Are Two Internal Thoracic Grafts Better Than One?: Analysis of 4247 Cases between 1996- 2010

Zahi Aizer 2 Rephael Mohr 1,2 Dmitry Pevni 1,2 Amir Kramer 1,2 Nachum Nesher 1,2 Yossi Paz 1,2 Benjamin Medalion 1,2 Yani Ben-Gal 1,2
1Department of Cardiothoracic Surgery, Tel Aviv Sourasky Medical Center, Tel Aviv
2Sackler School of Medicine, Tel Aviv University, Tel Aviv

Objectives: Bilateral internal thoracic artery (ITA) grafting is associated with improved survival. However, many surgeons are reluctant to use this revascularization technique in patients with co-morbidities such as diabetes and in elderly patients due to the risk of sternal infection and the excellent survival obtained with single ITA (SITA).

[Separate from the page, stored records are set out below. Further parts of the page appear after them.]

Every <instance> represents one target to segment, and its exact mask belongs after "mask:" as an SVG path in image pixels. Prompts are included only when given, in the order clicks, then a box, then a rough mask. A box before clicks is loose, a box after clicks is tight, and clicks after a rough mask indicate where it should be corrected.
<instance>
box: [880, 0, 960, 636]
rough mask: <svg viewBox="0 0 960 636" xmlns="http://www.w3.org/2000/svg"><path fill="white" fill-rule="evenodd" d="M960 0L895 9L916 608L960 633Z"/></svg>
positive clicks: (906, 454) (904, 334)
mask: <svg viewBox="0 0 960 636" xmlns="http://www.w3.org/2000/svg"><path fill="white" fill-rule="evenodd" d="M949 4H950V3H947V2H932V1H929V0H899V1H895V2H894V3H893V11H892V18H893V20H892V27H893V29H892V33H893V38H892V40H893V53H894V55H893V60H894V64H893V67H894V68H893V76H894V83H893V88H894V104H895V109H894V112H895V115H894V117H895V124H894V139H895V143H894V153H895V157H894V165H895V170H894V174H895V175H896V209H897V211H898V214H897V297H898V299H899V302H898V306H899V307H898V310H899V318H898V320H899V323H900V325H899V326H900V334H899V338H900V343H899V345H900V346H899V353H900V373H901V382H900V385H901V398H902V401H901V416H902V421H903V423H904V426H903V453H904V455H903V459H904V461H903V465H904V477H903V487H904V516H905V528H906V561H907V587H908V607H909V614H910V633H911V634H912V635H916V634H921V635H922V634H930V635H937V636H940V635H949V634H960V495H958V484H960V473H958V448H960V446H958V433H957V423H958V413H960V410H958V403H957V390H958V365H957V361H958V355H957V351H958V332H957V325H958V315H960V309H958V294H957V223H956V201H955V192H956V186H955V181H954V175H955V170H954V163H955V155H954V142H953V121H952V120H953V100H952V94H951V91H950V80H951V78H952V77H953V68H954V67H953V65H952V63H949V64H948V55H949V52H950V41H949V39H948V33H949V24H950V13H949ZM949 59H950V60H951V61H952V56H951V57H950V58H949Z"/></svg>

The purpose of this study is to compare early and long-term outcome of bilateral ITA (BITA) grafting to that of SITA and other conduits such as saphenous veins and radial artery in patients with multi-vessels coronary disease.

Methods: Two thousands seven hundreds and seventy six patients who underwent BITA grafting between 1996 and 2010 were compared with 1471 who underwent SITA grafting

Results. Patients undergoing SITA were older, more often female, more likely to have chronic obstructive lung disease, EF<30%, Recent MI, Diabetes, previous CABG, renal insufficiency, peripheral vascular disease and emergency operation. They also had significantly higher mean Euro-score (7.6 + 4.3 vs. 5.4 + 3.9 in the BITA group P< 0.001).

Operative mortality (3.7% vs. 2.2%, in the SITA and BITA respectively, p=0.003) and occurrence of sternal infection (3% vs 2%, p=0.019) were lower, in the BITA group.

BITA patients also had improved 10 year Kaplan- Meier survival (72.2% vs.56.6% p=0.037) however, after propensity score matching (1213 well matched pairs) BITA was not associated with better adjusted survival (HR 0.964[95%CI 0.874-1.097] p=0.574) (cox model)

Conclusion: This large study does not support routine use of BITA in all patients .Earlier mortality from non-cardiac causes, reduces contribution of BITA and increases the influence of co-morbidities on cox- adjusted survival. Selective use of BITA in lower risk patients might un-mask the benefits of BITA.